Turning this into exact steps:
$ mkfs.btrfs -f -O no-holes /dev/sdi
$ mount /dev/sdi /mnt
# Create our test file with 3 extents of 256K and a 256K hole at offset
# 256K. The file has a size of 1280K.
$ xfs_io -f -s \
-c "pwrite -S 0xab -b 256K 0 256K" \
-c "pwrite -S 0xcd -b 256K 512K 256K" \
-c "pwrite -S 0xef -b 256K 768K 256K" \
-c "pwrite -S 0x73 -b 256K 1024K 256K" \
/mnt/sdi/foobar
# Make sure it's durably persisted. We want the last committed super
# block to point to this particular file extent layout.
sync
# Now truncate our file to a smaller size, falling within a position of
# the second extent. This sets the full sync runtime flag on the inode.
# Then fsync the file to log it and clear the full sync flag from the
# inode. The third extent is no longer part of the file and therefore
# it is not logged.
$ xfs_io -c "truncate 800K" -c "fsync" /mnt/foobar
# Now do a clone operation that only clones the hole and sets back the
# file size to match the size it had before the truncate operation
# (1280K).
$ xfs_io \
-c "reflink /mnt/foobar 256K 1024K 256K" \
-c "fsync" \
/mnt/foobar
# File data before power failure:
$ od -A d -t x1 /mnt/foobar
0000000 ab ab ab ab ab ab ab ab ab ab ab ab ab ab ab ab
*
0262144 00 00 00 00 00 00 00 00 00 00 00 00 00 00 00 00
*
0524288 cd cd cd cd cd cd cd cd cd cd cd cd cd cd cd cd
*
0786432 ef ef ef ef ef ef ef ef ef ef ef ef ef ef ef ef
*
0819200 00 00 00 00 00 00 00 00 00 00 00 00 00 00 00 00
*
1310720
<power fail>
# Mount the fs again to replay the log tree.
$ mount /dev/sdi /mnt
# File data after power failure:
$ od -A d -t x1 /mnt/foobar
0000000 ab ab ab ab ab ab ab ab ab ab ab ab ab ab ab ab
*
0262144 00 00 00 00 00 00 00 00 00 00 00 00 00 00 00 00
*
0524288 cd cd cd cd cd cd cd cd cd cd cd cd cd cd cd cd
*
0786432 ef ef ef ef ef ef ef ef ef ef ef ef ef ef ef ef
*
0819200 00 00 00 00 00 00 00 00 00 00 00 00 00 00 00 00
*
1048576 73 73 73 73 73 73 73 73 73 73 73 73 73 73 73 73
*
1310720
The range from 1024K to 1280K should correspond to a hole but instead it
points to stale data, to the 256K extent that should not exist after the
truncate operation.
The issue does not exists when not using NO_HOLES, because for that case
we use file extent items to represent holes, these are found and copied
during the loop that iterates over extents at btrfs_clone(), and that
causes btrfs_replace_file_extents() to be called with a non-NULL
extent_info argument and therefore set the full sync runtime flag on the
inode.
So fix this by making the code that deals with a trailing hole during
cloning, at btrfs_clone(), to set the full sync flag on the inode, if the
range starts at or beyond the current i_size.

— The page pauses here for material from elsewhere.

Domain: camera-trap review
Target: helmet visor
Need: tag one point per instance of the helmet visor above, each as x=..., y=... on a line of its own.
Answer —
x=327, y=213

A test case for fstests will follow soon.
Backporting notes: for kernel 5.4 the change goes to ioctl.c into
btrfs_clone before the last call to btrfs_punch_hole_range.
CC: stable(a)vger.kernel.org # 5.4+
Reviewed-by: Josef Bacik <josef(a)toxicpanda.com>
Signed-off-by: Filipe Manana <fdmanana(a)suse.com>
Signed-off-by: David Sterba <dsterba(a)suse.com>
diff --git a/fs/btrfs/reflink.c b/fs/btrfs/reflink.c
index b24396cf2f99..5413578d2c32 100644
--- a/fs/btrfs/reflink.c
+++ b/fs/btrfs/reflink.c
@@ -553,6 +553,24 @@ static int btrfs_clone(struct inode *src, struct inode *inode,
*/
btrfs_release_path(path);
+ /*
+ * When using NO_HOLES and we are cloning a range that covers
+ * only a hole (no extents) into a range beyond the current
+ * i_size, punching a hole in the target range will not create
+ * an extent map defining a hole, because the range starts at or
+ * beyond current i_size. If the file previously had an i_size
+ * greater than the new i_size set by this clone operation, we
+ * need to make sure the next fsync is a full fsync, so that it
+ * detects and logs a hole covering a range from the current
+ * i_size to the new i_size. If the clone range covers extents,
+ * besides a hole, then we know the full sync flag was already
+ * set by previous calls to btrfs_replace_file_extents() that
+ * replaced file extent items.
+ */
+ if (last_dest_end >= i_size_read(inode))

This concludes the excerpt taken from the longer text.